自費養成力士(じひようせいりきし)とは、日本相撲協会から養成費が支給されない大相撲力士のことを指す。制度としてはすでに廃止されている。養成費が支給されない以外は番付・取組編成上他の力士と同等に扱われる。
相撲部屋の師匠にとって協会から支給される養成費は部屋の運営上欠かすことのできないものであるが、当該力士の養成費用についてはすべて師匠の負担となる。そのため、当該力士が真に関取昇進が見込めるか、師匠にとって厳しい判断を迫る制度であった。
1956年(昭和31年)1月場所より開始された。新弟子検査において体格検査で不合格となった者に対して適用された。当該力士は不合格となっても前相撲を取ることができ、再検査を受けて合格するか、幕下に昇進するまで養成費の不支給は続いた。
この制度を利用して初土俵を踏み、のちに関取に昇進した力士としては、横綱・北の富士勝昭や前頭筆頭・浅瀬川健次がいる。
翌1957年(昭和32年)に下記の人員削減に置き換わる形で廃止された。これ以降、新弟子検査の不合格者が前相撲に進む制度は設けられていない。
1957年5月場所より開始された。初土俵から5年(当時は年4場所のため通算20場所)を経過しても幕下に昇進できない力士に対して適用された。関取昇進の見込みがない力士に対する事実上の引退勧告であるが、大器晩成ということもありうるため[注釈 1]、当該力士及び師匠の双方が希望すれば現役を続行することは可能である。なお初土俵からの場所数は初の九州場所が開催された1957年11月場所から通算25場所となり、年6場所制が施行された1958年(昭和33年)1月場所からは通算30場所とされた。協会は「人員削減」の語を用いたが、報道等では「足切り」の語が用いられた[1][2]。後年では「定年制度」と表現される[3]。

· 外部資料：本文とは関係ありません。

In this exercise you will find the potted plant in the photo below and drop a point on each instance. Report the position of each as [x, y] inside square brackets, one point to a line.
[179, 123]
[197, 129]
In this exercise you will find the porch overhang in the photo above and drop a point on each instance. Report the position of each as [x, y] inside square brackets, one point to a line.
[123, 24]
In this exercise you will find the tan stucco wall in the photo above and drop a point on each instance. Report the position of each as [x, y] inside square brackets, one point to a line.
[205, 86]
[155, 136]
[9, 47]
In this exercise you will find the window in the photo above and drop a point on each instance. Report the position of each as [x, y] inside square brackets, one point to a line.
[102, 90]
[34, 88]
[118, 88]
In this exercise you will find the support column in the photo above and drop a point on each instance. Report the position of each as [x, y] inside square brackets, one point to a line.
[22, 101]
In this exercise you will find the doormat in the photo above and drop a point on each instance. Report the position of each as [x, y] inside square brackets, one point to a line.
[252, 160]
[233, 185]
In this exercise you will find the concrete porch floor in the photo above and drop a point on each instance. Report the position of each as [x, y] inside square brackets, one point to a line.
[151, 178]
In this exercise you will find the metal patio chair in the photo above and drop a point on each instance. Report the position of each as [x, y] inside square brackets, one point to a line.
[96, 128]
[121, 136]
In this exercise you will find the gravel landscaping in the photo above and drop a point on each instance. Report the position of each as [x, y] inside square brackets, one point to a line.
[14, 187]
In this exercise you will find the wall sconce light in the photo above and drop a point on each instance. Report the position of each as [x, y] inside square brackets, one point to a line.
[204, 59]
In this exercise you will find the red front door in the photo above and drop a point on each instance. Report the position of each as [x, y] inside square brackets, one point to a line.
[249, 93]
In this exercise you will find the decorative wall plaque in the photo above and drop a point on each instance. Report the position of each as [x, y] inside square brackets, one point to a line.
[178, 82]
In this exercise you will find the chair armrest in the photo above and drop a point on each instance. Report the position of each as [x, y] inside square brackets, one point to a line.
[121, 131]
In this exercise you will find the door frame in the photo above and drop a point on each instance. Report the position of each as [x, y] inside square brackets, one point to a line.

制度導入の背景として、1957年3月2日の衆議院予算委員会において日本社会党衆議院議員の辻原弘市が「協会は公益法人でありながら興行的だ」と指摘した[4]ことによる。4月3日の衆議院文教委員会[5]における武蔵川(元幕内出羽ノ花)らの答弁を基に、協会は急速な改革を迫られることとなった。この直後に協会理事長に就任した時津風(元横綱・双葉山)は、改革の一つとして、「冗員の整理」を掲げた。制度導入の1957年5月場所では大量の廃業者が出た。
1967年(昭和42年)3月場所限りで廃止された。これ以降、成績不振を理由として協会から取的力士に対し引退を促す制度は設けられていない。翌5月場所には幕内6人、十両10人を減らす番付削減が行われている。
かつては殆どが20代以下であった力士養成員が令和期になると30代以上の力士養成員も多くなり、この人員削減を復活させると幕下以下の番付が崩壊してしまう恐れがある[6][注釈 2]。